Ng discounted the possibility of a boycott by any country upset by the Russian stance. He pointed out that taking the Games around the world involved showing respect for other countries’ different customs and cultures.

In any case, past events had shown that the only people hurt by boycotts were athletes who had trained for years for the Games.

One of the main planks of Ng’s manifesto is an insistence that the next president of the IOC should extend and enhance the work undertaken by retiring president Jacques Rogge to “safeguard the integrity of sport.”

This had been challenged by illegal betting, matchfixing and evidence of widespread doping across the Olympic world. Most recent evidence had been the weekend leaking of a report which embarrassed German sport.

Bach, favourite to become next IOC president, had been involved in the commissioning of the report in 2008 in his role as president of the German Olympic sports federation (DOSB).

Publication

He could hardly have expected it to come back and bite him at such an untimely moment in the Olympic political cycle.
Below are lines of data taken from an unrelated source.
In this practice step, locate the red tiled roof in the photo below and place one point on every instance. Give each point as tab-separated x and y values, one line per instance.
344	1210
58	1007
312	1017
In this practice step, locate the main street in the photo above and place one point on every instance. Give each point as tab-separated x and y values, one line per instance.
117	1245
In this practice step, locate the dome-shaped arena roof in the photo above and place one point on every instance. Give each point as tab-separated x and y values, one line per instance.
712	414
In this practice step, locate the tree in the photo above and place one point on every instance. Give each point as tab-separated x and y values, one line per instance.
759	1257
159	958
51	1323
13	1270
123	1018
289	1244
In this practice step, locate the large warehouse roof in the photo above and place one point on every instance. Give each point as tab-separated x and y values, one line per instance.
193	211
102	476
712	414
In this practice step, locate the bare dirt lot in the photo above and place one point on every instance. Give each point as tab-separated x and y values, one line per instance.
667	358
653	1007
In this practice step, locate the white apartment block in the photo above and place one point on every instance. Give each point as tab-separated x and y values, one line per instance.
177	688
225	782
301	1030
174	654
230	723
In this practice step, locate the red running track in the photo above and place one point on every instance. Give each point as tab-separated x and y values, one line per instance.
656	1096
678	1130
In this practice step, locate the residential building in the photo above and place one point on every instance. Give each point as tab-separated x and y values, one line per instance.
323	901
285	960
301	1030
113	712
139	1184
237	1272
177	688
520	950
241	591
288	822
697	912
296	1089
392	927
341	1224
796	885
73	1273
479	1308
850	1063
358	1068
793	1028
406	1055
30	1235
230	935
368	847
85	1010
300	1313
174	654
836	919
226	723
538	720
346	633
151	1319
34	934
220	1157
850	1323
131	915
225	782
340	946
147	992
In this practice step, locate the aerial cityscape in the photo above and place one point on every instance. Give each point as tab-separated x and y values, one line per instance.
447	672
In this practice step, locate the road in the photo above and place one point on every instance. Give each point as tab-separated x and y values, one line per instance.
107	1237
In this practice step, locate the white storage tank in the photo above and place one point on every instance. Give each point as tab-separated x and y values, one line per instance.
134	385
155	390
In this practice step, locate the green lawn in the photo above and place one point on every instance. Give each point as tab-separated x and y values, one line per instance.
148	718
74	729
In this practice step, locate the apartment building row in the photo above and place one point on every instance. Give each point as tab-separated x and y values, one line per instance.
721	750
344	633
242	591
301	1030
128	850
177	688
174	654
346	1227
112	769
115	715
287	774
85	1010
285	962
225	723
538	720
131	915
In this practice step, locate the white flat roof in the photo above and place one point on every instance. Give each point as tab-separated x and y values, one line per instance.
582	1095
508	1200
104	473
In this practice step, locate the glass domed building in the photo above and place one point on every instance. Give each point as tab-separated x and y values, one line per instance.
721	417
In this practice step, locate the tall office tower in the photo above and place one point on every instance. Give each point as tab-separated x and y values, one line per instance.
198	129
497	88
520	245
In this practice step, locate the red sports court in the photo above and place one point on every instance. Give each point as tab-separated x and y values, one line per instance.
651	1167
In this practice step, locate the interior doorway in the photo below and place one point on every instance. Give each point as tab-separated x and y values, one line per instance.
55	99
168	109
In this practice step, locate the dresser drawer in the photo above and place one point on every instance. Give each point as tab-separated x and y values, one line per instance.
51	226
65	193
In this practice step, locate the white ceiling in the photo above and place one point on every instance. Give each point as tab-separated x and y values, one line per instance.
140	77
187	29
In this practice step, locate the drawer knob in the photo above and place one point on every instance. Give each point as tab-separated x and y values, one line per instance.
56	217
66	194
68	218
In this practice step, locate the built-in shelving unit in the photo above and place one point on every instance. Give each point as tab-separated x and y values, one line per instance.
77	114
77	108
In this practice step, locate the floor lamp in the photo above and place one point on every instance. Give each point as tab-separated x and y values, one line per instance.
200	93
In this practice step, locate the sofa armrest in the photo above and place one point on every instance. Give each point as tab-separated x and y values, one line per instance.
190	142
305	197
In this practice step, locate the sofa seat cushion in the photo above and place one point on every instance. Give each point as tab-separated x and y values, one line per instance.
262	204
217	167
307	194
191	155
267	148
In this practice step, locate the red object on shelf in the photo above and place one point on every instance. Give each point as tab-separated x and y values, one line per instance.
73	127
Ng hoped to see full and open publication of the 800-page report, compiled by researchers from the Humboldt University in Berlin, as soon as possible.

He expressed himself bemused that one of the other commissioning authorities had been the Federal Institute of Sport Science which had been involved in the doping programme’s operation.

Ng added: “I find it mind-boggling that any country is engaged in systematic doping and I believe that we need this report to come out as soon as possible.

“The credibility of the [Olympic] movement depends on the integrity of sport and each constituent body – from the IOC to the national Olympic committees to the international federations.”